Source-free Domain Adaptation (SFDA) aims to adapt a pre-trained source model to an unlabeled target domain with no access to the source data. Inspired by the success of pre-trained large vision-language (ViL) models in many other applications, the latest SFDA methods have also validated the benefit of ViL models by leveraging their predictions as pseudo supervision. However, we observe that ViL's predictions could be noisy and inaccurate at an unknown rate, potentially introducing additional negative effects during adaption. To address this thus-far ignored challenge, in this paper, we introduce a novel Proxy Denoising (ProDe) approach. Specifically, we leverage the ViL model as a proxy to facilitate the adaptation process towards the latent domain-invariant space. Critically, we design a proxy denoising mechanism for correcting ViL's predictions. This is grounded on a novel proxy confidence theory by modeling elegantly the domain adaption effect of the proxy's divergence against the domain-invariant space. To capitalize the corrected proxy, we further derive a mutual knowledge distilling regularization. Extensive experiments show that our ProDe significantly outperforms the current state-of-the-art alternatives under both conventional closed-set setting and the more challenging open-set, partial-set and generalized SFDA settings. The code will release soon.

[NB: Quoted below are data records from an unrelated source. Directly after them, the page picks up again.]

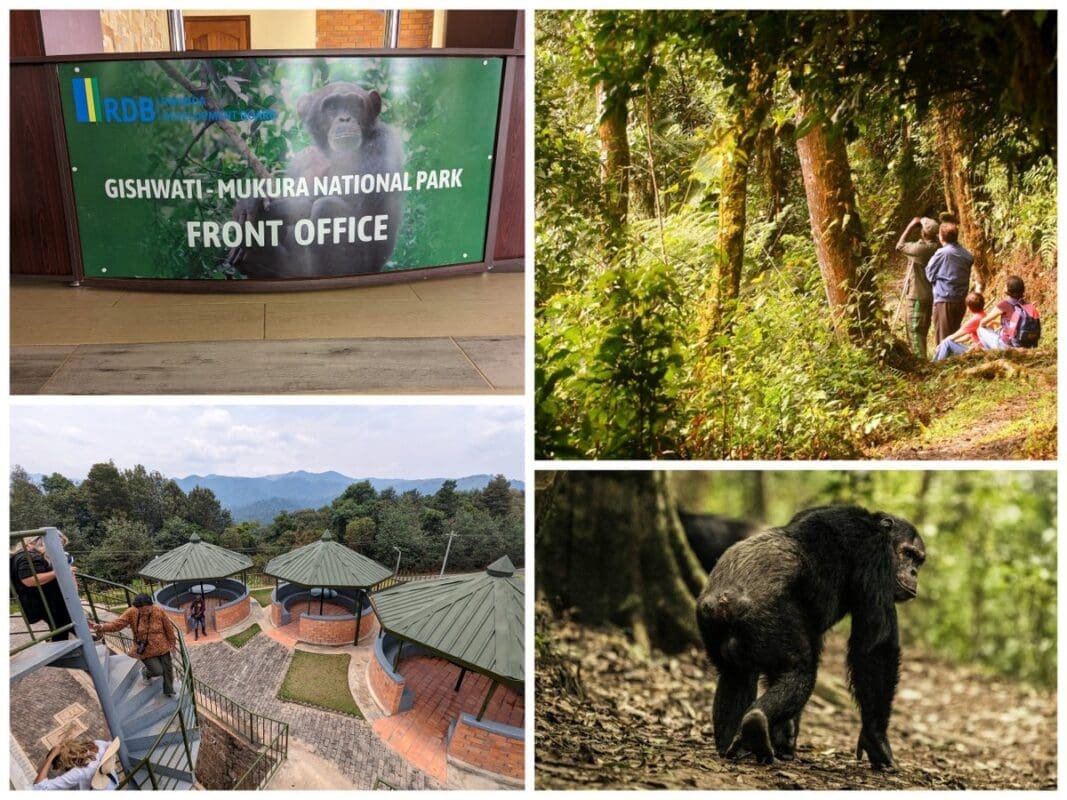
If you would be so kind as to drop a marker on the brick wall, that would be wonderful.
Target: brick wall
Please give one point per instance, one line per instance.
(327, 630)
(226, 616)
(177, 618)
(416, 28)
(134, 31)
(386, 691)
(487, 750)
(367, 29)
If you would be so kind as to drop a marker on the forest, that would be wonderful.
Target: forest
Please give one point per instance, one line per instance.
(719, 197)
(625, 689)
(117, 520)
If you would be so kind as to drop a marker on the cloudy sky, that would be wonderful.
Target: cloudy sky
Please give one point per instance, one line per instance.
(357, 441)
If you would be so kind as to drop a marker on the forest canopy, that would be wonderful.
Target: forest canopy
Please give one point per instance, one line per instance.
(718, 200)
(117, 520)
(610, 552)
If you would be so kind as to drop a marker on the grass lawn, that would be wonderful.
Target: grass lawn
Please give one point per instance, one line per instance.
(321, 681)
(239, 640)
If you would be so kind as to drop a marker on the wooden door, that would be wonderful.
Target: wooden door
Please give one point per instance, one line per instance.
(218, 33)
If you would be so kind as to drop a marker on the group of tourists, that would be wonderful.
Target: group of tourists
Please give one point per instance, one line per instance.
(938, 288)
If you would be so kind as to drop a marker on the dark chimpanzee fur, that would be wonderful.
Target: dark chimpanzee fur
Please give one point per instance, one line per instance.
(767, 604)
(710, 534)
(349, 139)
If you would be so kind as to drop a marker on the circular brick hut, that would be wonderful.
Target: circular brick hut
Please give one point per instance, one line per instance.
(323, 588)
(205, 570)
(476, 622)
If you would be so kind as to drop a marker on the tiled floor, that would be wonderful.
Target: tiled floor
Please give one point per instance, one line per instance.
(457, 335)
(418, 734)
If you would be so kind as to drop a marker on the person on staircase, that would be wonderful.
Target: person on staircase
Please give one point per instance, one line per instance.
(82, 764)
(197, 616)
(154, 638)
(33, 579)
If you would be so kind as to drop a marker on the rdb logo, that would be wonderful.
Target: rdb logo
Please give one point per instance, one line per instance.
(88, 105)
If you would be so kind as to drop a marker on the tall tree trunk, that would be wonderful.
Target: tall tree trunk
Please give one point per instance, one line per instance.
(615, 159)
(769, 157)
(962, 195)
(610, 548)
(837, 229)
(755, 495)
(733, 193)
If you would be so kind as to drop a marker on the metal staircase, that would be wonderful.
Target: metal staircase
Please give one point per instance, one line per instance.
(160, 736)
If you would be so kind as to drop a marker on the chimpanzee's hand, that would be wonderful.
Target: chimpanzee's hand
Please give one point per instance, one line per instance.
(876, 746)
(249, 209)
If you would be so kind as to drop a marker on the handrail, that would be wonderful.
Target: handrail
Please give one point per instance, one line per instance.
(254, 728)
(21, 538)
(73, 588)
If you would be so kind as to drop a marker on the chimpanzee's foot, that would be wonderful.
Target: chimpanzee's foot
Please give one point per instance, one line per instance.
(754, 737)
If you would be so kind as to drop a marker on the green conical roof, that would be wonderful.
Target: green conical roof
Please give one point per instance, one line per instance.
(476, 621)
(328, 563)
(195, 560)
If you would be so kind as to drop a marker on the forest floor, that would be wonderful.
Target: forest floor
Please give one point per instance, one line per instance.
(609, 718)
(982, 405)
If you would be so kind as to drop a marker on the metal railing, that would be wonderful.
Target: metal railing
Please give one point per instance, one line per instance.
(28, 543)
(109, 596)
(269, 735)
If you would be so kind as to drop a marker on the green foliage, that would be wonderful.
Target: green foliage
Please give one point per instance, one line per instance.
(320, 681)
(623, 365)
(606, 364)
(987, 594)
(239, 640)
(125, 548)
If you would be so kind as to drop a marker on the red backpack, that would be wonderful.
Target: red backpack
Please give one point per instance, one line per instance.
(1023, 330)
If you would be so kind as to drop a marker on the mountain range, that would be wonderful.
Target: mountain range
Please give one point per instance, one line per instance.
(261, 499)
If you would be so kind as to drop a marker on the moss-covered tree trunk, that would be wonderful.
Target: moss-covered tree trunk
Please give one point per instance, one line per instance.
(609, 547)
(615, 159)
(733, 195)
(955, 149)
(835, 227)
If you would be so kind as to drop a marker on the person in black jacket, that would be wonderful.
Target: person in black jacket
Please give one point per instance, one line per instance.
(33, 578)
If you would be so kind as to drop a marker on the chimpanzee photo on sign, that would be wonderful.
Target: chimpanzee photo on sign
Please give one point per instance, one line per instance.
(752, 629)
(280, 168)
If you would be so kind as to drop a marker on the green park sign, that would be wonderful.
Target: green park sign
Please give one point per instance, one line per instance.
(280, 168)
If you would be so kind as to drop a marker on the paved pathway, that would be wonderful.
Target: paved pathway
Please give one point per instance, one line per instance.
(418, 734)
(252, 676)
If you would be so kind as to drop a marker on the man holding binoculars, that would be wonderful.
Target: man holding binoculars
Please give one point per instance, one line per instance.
(154, 638)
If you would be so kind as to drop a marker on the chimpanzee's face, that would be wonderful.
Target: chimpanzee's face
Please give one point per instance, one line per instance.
(344, 113)
(910, 554)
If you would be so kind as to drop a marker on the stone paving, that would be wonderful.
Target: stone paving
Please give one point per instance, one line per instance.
(252, 676)
(419, 734)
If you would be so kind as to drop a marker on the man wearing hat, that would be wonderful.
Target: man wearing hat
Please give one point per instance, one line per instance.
(83, 764)
(154, 638)
(917, 286)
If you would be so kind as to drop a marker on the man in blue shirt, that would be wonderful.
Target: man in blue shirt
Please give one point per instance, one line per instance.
(949, 271)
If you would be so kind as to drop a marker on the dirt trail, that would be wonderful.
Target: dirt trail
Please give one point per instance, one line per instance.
(646, 723)
(984, 406)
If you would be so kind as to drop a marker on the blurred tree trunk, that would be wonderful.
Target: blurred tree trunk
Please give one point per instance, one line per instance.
(755, 496)
(610, 548)
(955, 147)
(733, 194)
(615, 158)
(835, 228)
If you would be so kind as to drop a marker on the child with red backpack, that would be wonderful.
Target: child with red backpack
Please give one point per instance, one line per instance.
(1020, 322)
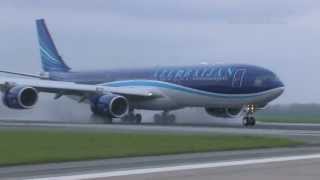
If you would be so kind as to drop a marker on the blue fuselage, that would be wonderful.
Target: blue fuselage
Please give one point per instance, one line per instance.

Unified Source-Free Domain Adaptation

In the pursuit of transferring a source model to a target domain without access to the source training data, Source-Free Domain Adaptation (SFDA) has been extensively explored across various scenarios, including closed-set, open-set, partial-set, and generalized settings. Existing methods, focusing on specific scenarios, not only address only a subset of challenges but also necessitate prior knowledge of the target domain, significantly limiting their practical utility and deployability. In light of these considerations, we introduce a more practical yet challenging problem, termed unified SFDA, which comprehensively incorporates all specific scenarios in a unified manner. To tackle this unified SFDA problem, we propose a novel approach called Latent Causal Factors Discovery (LCFD). In contrast to previous alternatives that emphasize learning the statistical description of reality, we formulate LCFD from a causality perspective. The objective is to uncover the causal relationships between latent variables and model decisions, enhancing the reliability and robustness of the learned model against domain shifts. To integrate extensive world knowledge, we leverage a pre-trained vision-language model such as CLIP. This aids in the formation and discovery of latent causal factors in the absence of supervision in the variation of distribution and semantics, coupled with a newly designed information bottleneck with theoretical guarantees. Extensive experiments demonstrate that LCFD can achieve new state-of-the-art results in distinct SFDA settings, as well as source-free out-of-distribution generalization.Our code and data are available at https://github.com/tntek/source-free-domain-adaptation.

Source-Free Domain Adaptation with Frozen Multimodal Foundation Model

Source-Free Domain Adaptation (SFDA) aims to adapt a source model for a target domain, with only access to unlabeled target training data and the source model pre-trained on a supervised source domain. Relying on pseudo labeling and/or auxiliary supervision, conventional methods are inevitably error-prone. To mitigate this limitation, in this work we for the first time explore the potentials of off-the-shelf vision-language (ViL) multimodal models (e.g.,CLIP) with rich whilst heterogeneous knowledge. We find that directly applying the ViL model to the target domain in a zero-shot fashion is unsatisfactory, as it is not specialized for this particular task but largely generic. To make it task specific, we propose a novel Distilling multimodal Foundation model(DIFO)approach. Specifically, DIFO alternates between two steps during adaptation: (i) Customizing the ViL model by maximizing the mutual information with the target model in a prompt learning manner, (ii) Distilling the knowledge of this customized ViL model to the target model. For more fine-grained and reliable distillation, we further introduce two effective regularization terms, namely most-likely category encouragement and predictive consistency. Extensive experiments show that DIFO significantly outperforms the state-of-the-art alternatives. Our source code will be released.